Enhancing personalized ranking quality through multidimensional modeling of inter-item competition
Document Type
Conference Proceeding
Date of Original Version
1-1-2010
Abstract
This paper presents MAPS - a personalized Multi-Attribute Probabilistic Selection framework - to estimate the probability of an item being a user's best choice and rank the items accordingly. The MAPS framework makes three original contributions in this paper. First, we capture the inter-attribute tradeoff by a visual angle model which maps multi-attribute items into points (stars) in a multidimensional space (sky). Second, we model the inter-item competition using the dominating areas of the stars. Third, we capture the user's personal preferences by a density function learned from his/her history. The MAPS framework carefully combines all three factors to estimate the probability of an item being a user's best choice, and produces a personalized ranking accordingly. We evaluate the accuracy of MAPS through extensive simulations. The results show that MAPS significantly outperforms existing multi-attribute ranking algorithms. © 2010 ICST.

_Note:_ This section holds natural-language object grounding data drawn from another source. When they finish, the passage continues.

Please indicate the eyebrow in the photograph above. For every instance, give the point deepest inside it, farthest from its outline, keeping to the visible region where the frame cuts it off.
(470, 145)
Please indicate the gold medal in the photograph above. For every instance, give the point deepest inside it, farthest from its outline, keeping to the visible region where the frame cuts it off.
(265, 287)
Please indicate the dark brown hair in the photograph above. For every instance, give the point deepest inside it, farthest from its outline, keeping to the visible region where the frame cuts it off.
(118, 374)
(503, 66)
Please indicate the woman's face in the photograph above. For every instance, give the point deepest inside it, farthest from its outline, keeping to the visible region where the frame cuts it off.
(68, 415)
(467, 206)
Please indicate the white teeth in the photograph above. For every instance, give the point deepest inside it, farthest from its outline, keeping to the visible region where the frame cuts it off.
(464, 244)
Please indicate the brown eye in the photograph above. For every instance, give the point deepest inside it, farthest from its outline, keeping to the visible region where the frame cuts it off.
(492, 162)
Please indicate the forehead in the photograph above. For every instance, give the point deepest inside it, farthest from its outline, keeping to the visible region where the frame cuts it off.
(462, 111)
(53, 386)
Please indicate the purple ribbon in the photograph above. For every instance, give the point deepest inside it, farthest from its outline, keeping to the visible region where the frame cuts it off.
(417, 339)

Publication Title, e.g., Journal
Proceedings of the 6th International Conference on Collaborative Computing: Networking, Applications and Worksharing, CollaborateCom 2010
Citation/Publisher Attribution
Feng, Qinyuan, Ling Liu, Yan Sun, Ting Yu, and Yafei Dai. "Enhancing personalized ranking quality through multidimensional modeling of inter-item competition." Proceedings of the 6th International Conference on Collaborative Computing: Networking, Applications and Worksharing, CollaborateCom 2010 (2010). doi: 10.4108/icst.collaboratecom.2010.14.